Sireli Maqala
- Born: March 21, 2000 (age 25) Fiji
- Height: 1.75 m (5 ft 9 in)

Rugby union career
- Position(s): Centre, Wing, Fullback

Senior career
- Years: Team / Apps / (Points)
- 2021–: Bayonne / 53 / (85)

International career
- Years: Team / Apps / (Points)
- 2022–: Fiji / 9 / (5)

National sevens team
- Years: Team /  / Comps
- 2021–: Fiji
- Medal record
Representing Fiji
Men's rugby sevens
Summer Olympics
| Gold medal – first place | 2020 Tokyo | Team competition |
Commonwealth Games
| Silver medal – second place | 2022 Birmingham | Team competition |

= Sireli Maqala =

Fijian rugby sevens player (born 2000)

Sireli Maqala (born 20 March 2000) is a Fijian rugby union player.

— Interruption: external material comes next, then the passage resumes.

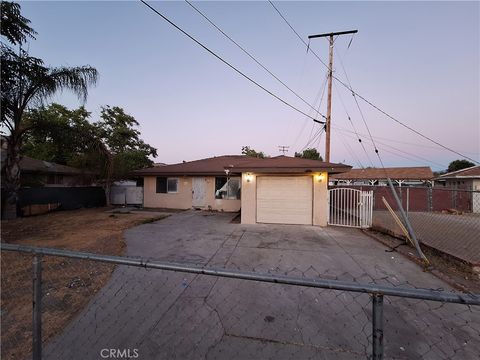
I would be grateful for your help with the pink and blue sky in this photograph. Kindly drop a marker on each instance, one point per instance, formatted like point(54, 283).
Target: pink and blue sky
point(419, 61)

He plays for Bayonne in the French Top 14 and for Fiji.

==Rugby sevens==

Maqala was selected in the Fijian squad for the 2021 Oceania Sevens Championship, a warm-up tournament prior to the 2020 Summer Olympics. In July 2021, he was named in the Fijian squad for the rugby sevens at the Olympics which would go on to win a gold medal.

Maqala was part of the Fiji sevens team that won a silver medal at the 2022 Commonwealth Games.